Tuesday, April 9, 2013

RELIEF AS TANZANIA INFLATION FINALLY DROP TO SINGLE DIGITS


Monday, 08 April 2013 22:16  
 Dar es Salaam. The rate at which prices of goods and services increases slowed down to a 21-month low record of 9.8 per cent in March this year, the National Bureau of Statistics (NBS) announced yesterday.
 Inflation reached double-digit levels in June 2011 when it was recorded at 10.9 per cent from the May 2011 level of 9.7 per cent due to increasing prices of food, fuel and other non-food products.
 But Tanzanians may have found solace in yesterday’s announcement by the NBS director of population census and social statistics, Mr Ephraim Kwesigabo, that inflation was once again in single-digit levels, having dropped further from the February 2013 level of 10.4 per cent due to reduced food prices.
 “The decrease is mainly on account of the government’s effort to ensure that food prices are dropping,” he told journalists in Dar es Salaam.
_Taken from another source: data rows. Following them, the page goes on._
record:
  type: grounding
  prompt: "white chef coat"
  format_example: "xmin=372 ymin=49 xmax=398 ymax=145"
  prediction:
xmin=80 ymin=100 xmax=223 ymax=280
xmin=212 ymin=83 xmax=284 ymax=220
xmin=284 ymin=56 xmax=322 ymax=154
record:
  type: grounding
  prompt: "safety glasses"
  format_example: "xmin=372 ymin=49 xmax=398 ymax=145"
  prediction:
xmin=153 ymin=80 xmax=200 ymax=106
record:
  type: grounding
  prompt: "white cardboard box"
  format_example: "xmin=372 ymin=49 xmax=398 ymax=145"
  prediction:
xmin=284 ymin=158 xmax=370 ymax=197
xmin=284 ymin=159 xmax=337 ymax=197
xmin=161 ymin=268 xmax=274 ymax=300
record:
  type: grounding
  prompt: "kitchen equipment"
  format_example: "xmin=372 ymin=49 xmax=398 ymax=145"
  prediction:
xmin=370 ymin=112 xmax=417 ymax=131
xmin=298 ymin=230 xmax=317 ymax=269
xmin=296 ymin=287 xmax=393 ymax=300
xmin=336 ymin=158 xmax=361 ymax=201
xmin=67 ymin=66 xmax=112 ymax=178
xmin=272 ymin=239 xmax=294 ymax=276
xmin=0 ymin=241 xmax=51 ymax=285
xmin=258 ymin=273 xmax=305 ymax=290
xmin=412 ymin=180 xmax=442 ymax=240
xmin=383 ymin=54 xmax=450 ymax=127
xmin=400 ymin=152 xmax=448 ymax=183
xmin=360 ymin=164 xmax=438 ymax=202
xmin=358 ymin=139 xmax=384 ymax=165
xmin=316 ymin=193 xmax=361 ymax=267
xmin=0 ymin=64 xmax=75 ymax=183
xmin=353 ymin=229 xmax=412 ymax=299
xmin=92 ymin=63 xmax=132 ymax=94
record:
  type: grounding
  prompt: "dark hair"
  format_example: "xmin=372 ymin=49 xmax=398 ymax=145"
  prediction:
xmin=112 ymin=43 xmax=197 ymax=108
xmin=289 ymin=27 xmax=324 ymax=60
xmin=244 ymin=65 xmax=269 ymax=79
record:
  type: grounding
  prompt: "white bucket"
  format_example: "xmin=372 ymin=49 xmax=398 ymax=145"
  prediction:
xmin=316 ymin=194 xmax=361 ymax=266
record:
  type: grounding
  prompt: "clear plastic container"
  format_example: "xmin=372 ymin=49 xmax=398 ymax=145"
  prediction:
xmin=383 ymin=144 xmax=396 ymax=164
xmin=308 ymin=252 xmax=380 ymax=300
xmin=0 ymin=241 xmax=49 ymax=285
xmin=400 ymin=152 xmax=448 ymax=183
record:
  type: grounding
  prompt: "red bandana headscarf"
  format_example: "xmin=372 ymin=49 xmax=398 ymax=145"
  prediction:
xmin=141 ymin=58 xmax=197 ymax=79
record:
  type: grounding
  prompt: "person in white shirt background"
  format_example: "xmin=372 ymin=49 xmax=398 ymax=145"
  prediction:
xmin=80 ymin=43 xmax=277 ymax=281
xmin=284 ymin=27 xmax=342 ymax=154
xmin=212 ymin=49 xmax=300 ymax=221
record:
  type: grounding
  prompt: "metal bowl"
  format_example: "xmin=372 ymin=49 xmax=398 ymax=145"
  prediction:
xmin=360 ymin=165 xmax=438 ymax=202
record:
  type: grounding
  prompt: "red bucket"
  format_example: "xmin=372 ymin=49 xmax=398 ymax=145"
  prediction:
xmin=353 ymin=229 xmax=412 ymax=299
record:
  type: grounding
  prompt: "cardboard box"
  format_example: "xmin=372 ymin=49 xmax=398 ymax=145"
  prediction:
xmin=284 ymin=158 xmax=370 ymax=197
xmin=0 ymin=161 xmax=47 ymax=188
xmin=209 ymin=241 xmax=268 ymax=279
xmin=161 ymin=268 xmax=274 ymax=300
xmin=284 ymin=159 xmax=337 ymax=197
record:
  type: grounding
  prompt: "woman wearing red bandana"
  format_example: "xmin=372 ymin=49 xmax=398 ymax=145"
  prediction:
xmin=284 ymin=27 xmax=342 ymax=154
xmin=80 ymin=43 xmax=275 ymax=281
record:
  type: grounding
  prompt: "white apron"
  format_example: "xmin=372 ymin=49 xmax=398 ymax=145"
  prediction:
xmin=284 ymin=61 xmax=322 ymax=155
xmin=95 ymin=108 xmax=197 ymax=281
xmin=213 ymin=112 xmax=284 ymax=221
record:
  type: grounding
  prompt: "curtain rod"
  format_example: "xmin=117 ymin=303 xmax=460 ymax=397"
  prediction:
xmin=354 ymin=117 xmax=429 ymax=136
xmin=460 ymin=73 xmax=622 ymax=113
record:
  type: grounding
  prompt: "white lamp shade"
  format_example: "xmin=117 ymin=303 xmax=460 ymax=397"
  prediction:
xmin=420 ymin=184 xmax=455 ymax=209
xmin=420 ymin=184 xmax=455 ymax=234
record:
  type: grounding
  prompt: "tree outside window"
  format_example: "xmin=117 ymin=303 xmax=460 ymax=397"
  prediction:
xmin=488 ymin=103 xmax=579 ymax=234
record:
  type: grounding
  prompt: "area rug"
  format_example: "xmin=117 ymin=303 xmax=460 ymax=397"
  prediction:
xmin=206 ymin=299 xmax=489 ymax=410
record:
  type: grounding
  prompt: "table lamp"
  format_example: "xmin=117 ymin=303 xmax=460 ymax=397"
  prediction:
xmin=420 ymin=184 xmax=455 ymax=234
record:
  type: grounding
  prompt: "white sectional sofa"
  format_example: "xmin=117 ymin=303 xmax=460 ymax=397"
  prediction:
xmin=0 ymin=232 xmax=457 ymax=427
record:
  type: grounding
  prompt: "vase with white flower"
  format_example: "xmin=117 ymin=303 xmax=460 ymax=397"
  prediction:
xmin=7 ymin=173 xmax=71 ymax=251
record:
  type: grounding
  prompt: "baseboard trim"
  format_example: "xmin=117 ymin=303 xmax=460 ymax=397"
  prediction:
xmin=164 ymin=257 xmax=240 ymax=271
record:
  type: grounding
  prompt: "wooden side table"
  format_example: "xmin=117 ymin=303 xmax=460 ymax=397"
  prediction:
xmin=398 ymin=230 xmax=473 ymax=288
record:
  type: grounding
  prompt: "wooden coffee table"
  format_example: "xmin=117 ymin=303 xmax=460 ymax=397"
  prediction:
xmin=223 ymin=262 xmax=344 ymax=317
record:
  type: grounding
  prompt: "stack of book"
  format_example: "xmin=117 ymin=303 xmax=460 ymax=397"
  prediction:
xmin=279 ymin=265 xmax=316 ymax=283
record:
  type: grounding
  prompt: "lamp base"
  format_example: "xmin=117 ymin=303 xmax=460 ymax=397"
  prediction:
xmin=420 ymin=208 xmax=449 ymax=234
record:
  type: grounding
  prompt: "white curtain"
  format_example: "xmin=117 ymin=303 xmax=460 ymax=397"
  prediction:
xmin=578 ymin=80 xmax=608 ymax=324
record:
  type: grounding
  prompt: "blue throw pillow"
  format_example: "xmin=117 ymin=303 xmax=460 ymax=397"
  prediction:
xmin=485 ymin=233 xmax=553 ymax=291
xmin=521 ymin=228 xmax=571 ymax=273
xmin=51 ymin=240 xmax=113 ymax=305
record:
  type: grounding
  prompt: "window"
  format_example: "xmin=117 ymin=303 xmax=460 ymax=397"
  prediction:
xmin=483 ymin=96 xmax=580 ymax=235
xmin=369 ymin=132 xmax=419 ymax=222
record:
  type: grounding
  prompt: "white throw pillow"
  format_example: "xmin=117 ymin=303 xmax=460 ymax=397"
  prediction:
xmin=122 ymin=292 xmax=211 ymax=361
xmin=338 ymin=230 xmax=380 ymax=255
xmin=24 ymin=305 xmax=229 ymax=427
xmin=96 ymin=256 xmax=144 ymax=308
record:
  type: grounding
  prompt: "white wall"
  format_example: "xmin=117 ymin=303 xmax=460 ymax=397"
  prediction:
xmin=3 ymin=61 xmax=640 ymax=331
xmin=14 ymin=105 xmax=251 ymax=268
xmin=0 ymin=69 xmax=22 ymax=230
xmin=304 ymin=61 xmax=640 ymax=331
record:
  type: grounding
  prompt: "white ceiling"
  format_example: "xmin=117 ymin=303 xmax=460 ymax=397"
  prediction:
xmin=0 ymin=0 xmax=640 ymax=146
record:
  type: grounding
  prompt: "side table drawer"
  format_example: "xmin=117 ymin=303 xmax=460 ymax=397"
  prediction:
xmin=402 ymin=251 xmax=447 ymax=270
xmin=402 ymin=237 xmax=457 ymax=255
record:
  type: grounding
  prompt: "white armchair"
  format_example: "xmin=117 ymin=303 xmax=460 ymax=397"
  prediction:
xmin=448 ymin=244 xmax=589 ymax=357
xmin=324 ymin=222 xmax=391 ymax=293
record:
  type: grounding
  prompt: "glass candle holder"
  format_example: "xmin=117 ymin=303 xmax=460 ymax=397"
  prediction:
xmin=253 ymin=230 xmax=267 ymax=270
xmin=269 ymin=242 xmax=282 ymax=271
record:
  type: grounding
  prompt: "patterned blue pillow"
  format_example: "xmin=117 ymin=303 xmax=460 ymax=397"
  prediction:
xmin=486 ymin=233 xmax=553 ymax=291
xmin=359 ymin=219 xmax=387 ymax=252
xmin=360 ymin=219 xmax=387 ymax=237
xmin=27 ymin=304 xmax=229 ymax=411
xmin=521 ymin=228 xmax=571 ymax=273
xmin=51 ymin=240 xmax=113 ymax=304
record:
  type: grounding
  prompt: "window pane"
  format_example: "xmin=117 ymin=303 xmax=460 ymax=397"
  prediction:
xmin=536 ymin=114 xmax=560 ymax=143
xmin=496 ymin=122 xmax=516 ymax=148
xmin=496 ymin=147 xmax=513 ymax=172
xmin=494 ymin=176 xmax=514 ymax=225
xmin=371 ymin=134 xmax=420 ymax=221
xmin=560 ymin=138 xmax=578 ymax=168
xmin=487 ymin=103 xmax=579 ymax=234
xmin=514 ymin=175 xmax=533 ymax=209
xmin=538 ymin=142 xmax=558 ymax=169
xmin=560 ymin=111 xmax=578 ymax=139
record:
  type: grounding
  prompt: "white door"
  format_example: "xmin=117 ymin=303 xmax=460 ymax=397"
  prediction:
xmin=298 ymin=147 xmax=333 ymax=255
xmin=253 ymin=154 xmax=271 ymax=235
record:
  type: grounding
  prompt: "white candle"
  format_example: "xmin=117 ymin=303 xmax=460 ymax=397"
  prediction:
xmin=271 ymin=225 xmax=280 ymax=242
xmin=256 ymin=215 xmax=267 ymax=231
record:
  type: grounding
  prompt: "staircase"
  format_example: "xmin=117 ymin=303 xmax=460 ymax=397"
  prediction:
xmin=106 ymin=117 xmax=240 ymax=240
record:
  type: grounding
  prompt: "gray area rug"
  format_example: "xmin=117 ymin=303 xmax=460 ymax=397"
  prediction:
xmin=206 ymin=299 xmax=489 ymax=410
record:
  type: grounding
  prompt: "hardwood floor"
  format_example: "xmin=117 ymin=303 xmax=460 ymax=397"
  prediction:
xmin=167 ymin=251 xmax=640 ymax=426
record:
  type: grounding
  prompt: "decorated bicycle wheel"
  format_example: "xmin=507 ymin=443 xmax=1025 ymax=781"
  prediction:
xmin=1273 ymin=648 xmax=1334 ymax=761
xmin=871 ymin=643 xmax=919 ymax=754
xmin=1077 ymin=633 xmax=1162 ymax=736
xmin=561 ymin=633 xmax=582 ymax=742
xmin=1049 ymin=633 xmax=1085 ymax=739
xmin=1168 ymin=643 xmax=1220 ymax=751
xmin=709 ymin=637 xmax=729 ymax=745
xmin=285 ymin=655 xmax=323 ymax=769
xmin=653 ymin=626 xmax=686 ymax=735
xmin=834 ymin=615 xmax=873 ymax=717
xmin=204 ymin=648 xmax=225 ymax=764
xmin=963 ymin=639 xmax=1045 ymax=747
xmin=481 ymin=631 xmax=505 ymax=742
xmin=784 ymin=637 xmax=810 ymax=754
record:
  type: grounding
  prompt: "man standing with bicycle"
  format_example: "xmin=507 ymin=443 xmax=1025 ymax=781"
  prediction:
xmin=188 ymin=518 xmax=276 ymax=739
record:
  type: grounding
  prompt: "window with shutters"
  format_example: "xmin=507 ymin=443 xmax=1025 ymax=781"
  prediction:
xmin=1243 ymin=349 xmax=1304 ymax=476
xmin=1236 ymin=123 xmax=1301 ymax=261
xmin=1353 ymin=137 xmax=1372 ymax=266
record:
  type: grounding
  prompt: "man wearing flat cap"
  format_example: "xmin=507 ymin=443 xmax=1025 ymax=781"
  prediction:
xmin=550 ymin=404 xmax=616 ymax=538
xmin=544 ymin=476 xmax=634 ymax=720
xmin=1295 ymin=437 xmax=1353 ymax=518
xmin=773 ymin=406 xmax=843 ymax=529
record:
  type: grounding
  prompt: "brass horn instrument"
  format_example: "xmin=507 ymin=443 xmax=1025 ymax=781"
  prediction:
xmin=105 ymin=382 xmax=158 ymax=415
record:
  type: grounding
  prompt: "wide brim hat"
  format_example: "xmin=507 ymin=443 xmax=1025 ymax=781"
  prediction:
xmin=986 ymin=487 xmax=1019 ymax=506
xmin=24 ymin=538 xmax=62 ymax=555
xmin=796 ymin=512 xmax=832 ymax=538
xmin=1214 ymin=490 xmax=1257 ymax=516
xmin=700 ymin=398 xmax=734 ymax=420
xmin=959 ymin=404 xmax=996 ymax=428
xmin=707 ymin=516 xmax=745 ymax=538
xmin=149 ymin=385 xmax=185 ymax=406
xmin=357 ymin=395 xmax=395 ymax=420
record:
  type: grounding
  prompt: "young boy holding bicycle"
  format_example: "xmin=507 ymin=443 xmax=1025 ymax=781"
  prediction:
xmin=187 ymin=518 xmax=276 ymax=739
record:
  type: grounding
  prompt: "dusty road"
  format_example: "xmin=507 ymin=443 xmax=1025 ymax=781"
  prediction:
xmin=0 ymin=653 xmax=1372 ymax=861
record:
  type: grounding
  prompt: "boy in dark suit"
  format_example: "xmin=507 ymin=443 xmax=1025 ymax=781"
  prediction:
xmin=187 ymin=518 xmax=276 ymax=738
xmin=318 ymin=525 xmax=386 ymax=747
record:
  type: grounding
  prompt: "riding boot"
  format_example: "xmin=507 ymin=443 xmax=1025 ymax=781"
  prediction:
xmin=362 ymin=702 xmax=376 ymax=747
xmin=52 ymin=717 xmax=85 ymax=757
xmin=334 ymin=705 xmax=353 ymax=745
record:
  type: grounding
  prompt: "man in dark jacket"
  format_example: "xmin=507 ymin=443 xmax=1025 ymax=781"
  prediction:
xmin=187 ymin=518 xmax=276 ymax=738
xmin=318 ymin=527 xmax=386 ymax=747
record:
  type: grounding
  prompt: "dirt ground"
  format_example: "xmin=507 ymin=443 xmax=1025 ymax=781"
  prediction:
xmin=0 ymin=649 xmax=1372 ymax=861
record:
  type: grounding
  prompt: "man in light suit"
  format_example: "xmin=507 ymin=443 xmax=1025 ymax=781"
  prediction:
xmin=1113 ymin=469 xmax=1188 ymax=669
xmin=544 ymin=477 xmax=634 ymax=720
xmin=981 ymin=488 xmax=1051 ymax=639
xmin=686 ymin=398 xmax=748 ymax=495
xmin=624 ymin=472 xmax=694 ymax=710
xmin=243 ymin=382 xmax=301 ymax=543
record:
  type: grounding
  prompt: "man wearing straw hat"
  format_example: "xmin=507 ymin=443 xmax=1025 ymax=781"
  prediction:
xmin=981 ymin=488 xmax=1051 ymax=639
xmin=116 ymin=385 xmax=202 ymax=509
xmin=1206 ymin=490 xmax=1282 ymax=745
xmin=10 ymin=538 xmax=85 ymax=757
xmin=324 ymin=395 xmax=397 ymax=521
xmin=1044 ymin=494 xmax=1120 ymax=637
 Analysts say a lower inflation rate pushes up the purchasing power of the local currency.
 It also helps to bring down the lending interest rates by captains and titans in the financial sector since, hoping that all other factors remain constant, the higher the inflation, the higher the interest a financial institution will charge.
 Higher inflation rates also imply huge losses to people with fixed incomes that are not inflation-adjusted as well as lenders with no inflation-adjusted interest rates – a majority of whom are those in the informal money lending markets, according to Dr Honest Ngowi, an economic analyst.
 And according to Mr Kwesigabo, the slowdown in inflation rate will enhance average return on investments in equities and improve investors’ appetite for equities.
 The drop in inflation rate augurs well for the government efforts to contain it back to single-digit levels as outlined in the 2012/2013 budget.
 The minister for Finance, Dr William Mgimwa, told The Citizen in Dar es Salaam recently that the government took the right measures and will continue to do so until inflation was contained to manageable levels before the next financial year.
 “We have done a lot to attain the 10.4 per cent in inflation rate, especially in both fiscal and monetary policies."
 "We expect that our single-digit target will be achieved before June,” Dr Mgimwa said on the sidelines of a meeting with MPs to discuss the 2013/14 budget guidelines in Dar es Salam recently.
 To control inflation, the government took several policy measures.
 In November 2011, when inflation reached 19.2 per cent, the BoT raised minimum reserve requirements on government deposits held by commercial banks from 20 per cent to 30 per cent and increased the bank rate to 12.0 per cent
 The bank rate is the basis on which the Bank of Tanzania charges interest on loans it extends to commercial financial houses and overdrafts to government.
 The BoT also announced reduction of core capital of foreign exchange dealers from 20 per cent to 10 per cent to facilitate the release of more forex into the market to strengthen the struggling shilling.
 A combination of factors including the depreciating local currency, which was changing at the lowest point of Sh1,850 per dollar, had sparked an increase in commodity prices, mainly foodstuffs, making basic necessities less affordable.
 All measures aimed at strengthening the local currency and reducing the cash supply in the market to contain inflation.
 And Mr Kwesigabo said yesterday that food and non-alcoholic beverages inflation rate has slightly decreased to 11.1 per cent in March from 12 per cent posted in February 2013.